Action Aid has accused the UN Secretary-General Kofi Annan of hypocrisy after he barred NGOs from next year's UN Millennium Summit on global poverty.

Annan has said that lack of space in the UN building in New York and security concerns mean that civil society organisations will not be allowed to join world leaders at the talks next September.

The summit will review progress towards reaching the UN's anti-poverty Millennium Goals, five years after their launch in 2000.

Action Aid claims it is senseless to ban NGOs when the UN has designated them key partners. At present, the charity says progress is so slow that the UN will need a further 100 years beyond the current 2015 deadline to achieve its targets on reducing child mortality by two-thirds and halving world poverty.

"The declaration at the 2000 Millennium Summit committed the UN to develop strong partnerships with civil society organisations to wipe out poverty," said Steve Tibbett, Action Aid's head of policy and campaigns. "It is hypocrisy for the Secretary-General to exclude us and similar groups from these vital talks. Far from improving security, this decision could make New York less safe, with campaigners left out on the streets as world leaders debate poverty behind closed doors."

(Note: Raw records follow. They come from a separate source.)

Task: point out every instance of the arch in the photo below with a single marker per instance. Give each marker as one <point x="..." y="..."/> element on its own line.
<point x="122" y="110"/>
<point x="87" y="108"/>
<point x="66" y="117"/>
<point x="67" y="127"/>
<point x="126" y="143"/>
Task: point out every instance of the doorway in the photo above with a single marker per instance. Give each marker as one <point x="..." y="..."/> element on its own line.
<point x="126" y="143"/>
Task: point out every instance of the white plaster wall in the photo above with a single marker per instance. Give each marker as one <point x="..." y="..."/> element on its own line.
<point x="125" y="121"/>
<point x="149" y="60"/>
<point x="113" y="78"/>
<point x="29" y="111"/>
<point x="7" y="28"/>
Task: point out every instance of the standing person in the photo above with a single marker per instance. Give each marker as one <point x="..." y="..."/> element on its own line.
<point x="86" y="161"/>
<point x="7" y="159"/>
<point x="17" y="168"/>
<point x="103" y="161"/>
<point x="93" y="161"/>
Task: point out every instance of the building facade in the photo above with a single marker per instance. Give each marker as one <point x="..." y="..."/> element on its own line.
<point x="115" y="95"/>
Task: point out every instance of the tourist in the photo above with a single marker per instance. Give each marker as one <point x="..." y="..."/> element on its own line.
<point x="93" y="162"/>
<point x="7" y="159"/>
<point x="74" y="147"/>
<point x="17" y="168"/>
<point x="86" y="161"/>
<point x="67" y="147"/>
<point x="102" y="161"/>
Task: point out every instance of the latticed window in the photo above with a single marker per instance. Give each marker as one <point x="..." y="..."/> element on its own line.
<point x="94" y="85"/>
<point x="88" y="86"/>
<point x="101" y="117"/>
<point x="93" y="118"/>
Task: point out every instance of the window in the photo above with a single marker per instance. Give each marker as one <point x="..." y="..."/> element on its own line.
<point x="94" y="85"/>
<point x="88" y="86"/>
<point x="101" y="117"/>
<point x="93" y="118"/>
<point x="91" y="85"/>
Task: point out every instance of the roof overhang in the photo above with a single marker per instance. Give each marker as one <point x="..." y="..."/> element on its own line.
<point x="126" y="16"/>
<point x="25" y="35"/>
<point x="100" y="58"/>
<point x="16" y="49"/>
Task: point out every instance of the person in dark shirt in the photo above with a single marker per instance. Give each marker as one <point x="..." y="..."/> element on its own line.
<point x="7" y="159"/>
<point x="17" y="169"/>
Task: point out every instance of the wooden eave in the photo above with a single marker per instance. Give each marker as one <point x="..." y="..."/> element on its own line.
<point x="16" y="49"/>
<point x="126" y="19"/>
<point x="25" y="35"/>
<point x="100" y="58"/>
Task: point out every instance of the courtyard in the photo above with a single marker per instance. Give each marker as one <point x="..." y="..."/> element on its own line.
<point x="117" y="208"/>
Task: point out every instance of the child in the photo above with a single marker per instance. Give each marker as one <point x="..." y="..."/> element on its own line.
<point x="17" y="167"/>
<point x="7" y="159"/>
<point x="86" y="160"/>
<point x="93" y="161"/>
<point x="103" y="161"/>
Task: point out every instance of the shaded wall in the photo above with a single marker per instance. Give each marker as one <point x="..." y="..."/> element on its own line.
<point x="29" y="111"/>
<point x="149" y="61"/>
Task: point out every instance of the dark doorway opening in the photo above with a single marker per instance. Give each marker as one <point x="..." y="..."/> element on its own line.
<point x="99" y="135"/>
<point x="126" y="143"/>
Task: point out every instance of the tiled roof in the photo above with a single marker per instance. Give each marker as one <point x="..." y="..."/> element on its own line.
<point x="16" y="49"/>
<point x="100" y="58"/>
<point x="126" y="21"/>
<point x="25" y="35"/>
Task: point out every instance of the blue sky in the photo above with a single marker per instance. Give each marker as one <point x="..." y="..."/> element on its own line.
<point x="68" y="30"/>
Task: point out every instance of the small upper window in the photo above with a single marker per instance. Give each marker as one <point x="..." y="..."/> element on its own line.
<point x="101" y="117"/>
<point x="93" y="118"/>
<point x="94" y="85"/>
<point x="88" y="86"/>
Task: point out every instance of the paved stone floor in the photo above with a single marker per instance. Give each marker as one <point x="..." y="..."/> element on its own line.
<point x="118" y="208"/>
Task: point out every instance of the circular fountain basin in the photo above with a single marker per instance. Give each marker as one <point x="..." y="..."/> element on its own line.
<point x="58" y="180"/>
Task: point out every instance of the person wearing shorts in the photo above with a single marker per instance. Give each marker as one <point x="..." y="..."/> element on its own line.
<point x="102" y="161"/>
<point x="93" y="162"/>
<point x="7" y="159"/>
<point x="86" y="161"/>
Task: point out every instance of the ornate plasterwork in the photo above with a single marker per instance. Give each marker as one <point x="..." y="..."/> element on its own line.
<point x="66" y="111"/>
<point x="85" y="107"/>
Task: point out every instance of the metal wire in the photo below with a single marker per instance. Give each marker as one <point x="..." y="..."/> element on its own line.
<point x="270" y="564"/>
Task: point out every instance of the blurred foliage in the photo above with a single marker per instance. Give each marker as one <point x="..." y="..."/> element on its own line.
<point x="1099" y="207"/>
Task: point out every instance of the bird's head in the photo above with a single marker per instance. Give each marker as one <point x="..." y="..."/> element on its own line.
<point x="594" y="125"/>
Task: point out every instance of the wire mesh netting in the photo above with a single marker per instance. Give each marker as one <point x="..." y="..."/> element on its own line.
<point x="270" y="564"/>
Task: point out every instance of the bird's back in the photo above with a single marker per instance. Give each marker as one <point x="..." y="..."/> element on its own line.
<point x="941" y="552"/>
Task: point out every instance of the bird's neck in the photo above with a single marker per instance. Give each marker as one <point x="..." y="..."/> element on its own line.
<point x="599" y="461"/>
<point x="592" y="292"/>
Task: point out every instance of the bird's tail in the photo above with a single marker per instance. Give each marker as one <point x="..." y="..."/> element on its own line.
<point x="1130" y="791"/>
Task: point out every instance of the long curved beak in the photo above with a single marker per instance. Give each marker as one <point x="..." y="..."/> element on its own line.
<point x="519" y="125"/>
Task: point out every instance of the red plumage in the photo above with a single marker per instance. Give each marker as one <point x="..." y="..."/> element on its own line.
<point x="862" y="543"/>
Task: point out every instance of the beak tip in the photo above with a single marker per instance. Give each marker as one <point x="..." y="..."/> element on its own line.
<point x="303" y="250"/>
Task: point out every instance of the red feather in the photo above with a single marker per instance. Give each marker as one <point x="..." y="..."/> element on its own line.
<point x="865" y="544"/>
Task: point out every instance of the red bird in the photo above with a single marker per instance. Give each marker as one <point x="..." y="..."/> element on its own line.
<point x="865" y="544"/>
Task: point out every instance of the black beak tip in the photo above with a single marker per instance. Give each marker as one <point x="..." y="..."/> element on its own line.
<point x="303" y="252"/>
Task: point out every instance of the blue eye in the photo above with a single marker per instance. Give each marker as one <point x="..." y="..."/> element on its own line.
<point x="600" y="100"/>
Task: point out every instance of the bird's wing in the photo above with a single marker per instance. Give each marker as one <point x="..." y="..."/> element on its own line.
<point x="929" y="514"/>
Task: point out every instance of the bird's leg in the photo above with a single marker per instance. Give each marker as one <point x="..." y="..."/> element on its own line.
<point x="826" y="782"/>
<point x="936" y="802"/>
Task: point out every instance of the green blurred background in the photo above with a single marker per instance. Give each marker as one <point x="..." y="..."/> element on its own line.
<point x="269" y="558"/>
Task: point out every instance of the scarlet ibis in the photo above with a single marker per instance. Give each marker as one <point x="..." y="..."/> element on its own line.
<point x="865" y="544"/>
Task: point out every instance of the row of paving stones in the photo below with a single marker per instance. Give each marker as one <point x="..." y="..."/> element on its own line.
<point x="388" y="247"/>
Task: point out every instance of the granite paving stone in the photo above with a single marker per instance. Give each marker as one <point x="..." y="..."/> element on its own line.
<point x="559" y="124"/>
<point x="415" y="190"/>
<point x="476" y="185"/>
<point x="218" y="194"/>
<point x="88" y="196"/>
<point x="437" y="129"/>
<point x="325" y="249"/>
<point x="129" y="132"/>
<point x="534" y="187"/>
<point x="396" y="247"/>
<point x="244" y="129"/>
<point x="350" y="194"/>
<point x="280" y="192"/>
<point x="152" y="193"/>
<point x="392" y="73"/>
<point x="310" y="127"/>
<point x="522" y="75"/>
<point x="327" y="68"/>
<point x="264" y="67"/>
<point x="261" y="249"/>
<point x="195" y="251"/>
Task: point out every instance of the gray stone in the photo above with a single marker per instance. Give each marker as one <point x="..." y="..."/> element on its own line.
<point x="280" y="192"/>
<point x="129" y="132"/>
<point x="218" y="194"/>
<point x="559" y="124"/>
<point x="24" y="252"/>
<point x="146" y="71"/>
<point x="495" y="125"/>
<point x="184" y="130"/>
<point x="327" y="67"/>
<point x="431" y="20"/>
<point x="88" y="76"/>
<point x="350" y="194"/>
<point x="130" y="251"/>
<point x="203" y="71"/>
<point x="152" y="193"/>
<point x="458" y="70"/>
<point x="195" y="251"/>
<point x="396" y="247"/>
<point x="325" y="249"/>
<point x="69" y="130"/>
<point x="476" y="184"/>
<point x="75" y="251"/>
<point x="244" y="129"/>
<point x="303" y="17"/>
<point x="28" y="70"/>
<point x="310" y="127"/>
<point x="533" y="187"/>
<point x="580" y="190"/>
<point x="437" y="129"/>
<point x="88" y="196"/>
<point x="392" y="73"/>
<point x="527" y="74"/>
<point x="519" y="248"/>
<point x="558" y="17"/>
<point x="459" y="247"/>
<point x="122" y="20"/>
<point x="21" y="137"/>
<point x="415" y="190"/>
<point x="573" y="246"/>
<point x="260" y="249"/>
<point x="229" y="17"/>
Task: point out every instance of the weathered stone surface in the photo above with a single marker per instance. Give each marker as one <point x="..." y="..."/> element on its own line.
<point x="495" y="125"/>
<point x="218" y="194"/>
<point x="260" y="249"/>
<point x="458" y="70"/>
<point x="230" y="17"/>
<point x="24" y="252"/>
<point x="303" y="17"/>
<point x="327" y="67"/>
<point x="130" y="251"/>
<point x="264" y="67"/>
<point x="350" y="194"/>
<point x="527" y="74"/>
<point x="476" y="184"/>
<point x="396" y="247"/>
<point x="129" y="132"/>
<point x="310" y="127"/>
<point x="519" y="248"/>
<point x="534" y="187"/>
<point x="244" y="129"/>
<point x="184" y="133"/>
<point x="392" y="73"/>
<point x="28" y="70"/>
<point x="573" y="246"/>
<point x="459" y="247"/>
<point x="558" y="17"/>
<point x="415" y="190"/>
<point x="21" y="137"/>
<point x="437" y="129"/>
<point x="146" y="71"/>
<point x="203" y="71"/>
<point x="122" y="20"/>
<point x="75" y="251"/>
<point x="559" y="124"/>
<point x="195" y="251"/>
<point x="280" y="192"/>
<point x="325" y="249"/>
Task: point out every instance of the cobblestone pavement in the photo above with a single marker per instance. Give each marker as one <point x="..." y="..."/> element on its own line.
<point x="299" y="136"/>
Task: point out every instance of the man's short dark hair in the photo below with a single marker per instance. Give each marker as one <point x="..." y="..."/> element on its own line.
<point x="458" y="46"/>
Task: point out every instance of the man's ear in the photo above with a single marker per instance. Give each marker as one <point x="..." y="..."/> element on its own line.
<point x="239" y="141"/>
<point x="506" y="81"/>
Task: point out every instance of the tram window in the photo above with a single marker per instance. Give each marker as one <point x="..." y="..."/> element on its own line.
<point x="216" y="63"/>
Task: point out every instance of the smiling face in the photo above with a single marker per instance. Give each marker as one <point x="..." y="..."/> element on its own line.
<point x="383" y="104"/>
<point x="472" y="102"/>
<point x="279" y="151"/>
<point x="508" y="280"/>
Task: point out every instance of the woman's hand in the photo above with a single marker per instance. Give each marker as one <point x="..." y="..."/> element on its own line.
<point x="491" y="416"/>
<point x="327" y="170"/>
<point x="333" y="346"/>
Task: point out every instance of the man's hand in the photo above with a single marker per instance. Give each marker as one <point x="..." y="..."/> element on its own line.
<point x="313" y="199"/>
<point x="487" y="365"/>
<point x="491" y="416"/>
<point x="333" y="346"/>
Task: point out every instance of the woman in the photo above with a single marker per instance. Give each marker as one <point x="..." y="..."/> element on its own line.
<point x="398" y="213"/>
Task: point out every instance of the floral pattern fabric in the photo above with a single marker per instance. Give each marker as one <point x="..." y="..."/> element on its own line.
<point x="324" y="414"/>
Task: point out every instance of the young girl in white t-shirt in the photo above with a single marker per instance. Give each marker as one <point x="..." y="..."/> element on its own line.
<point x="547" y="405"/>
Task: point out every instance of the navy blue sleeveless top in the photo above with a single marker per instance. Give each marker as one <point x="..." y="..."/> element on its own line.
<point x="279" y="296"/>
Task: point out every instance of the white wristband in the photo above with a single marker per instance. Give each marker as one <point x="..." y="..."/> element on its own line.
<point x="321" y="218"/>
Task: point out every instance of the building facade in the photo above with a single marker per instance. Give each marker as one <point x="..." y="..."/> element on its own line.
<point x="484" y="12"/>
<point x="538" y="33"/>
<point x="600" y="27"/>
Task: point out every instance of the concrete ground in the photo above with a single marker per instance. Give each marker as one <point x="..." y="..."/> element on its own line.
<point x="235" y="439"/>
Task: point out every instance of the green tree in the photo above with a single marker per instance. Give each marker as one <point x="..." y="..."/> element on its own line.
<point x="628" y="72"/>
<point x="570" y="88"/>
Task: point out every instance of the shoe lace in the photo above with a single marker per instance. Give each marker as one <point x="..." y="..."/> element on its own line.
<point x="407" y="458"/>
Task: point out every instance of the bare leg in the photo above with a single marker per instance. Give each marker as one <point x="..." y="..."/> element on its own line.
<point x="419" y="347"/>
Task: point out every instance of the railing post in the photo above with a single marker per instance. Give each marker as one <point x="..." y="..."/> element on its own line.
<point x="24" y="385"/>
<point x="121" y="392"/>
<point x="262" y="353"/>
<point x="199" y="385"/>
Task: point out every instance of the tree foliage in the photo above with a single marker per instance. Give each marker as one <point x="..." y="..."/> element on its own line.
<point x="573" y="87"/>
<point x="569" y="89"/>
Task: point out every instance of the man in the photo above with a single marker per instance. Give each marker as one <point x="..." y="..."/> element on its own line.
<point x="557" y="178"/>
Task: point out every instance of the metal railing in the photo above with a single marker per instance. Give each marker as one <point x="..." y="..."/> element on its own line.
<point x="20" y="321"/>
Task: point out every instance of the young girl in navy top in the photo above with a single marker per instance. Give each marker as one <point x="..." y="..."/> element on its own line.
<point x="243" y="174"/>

The ban on NGOs was made as Oxfam released estimates that 45 million more children will die by 2015 because rich countries are not providing enough resources to fight poverty. Aid budgets are half the level they were in 1960, it said.

"2005 offers the chance of a historic breakthrough but unless world leaders act now, the year will end in shameful failure," said director Barbara Stocking.

A spokesman for Annan's office said that the Secretary-General had called on the UN General Assembly to organise a two-day hearing with NGOs next June as a way for them to influence the summit, but that broader participation was not possible.

A spokeswoman for Action Aid said there was a growing trend for NGOs to be shut out of international governmental and trade summits following the breakdown last year of the Cancun talks on trade liberalisation after African countries refused to sign. "World Trade Organisation officials felt civil society brought down the agreement, and since there has been restricted access," she said.

According to the charity, 30,000 children under five die each day in sub-Saharan Africa, five years after the announcement of the Millennium Goal to cut child mortality in the region by two-thirds. It estimates the target to cut the number of people who die from Aids, TB and malaria will not be reached until 2165.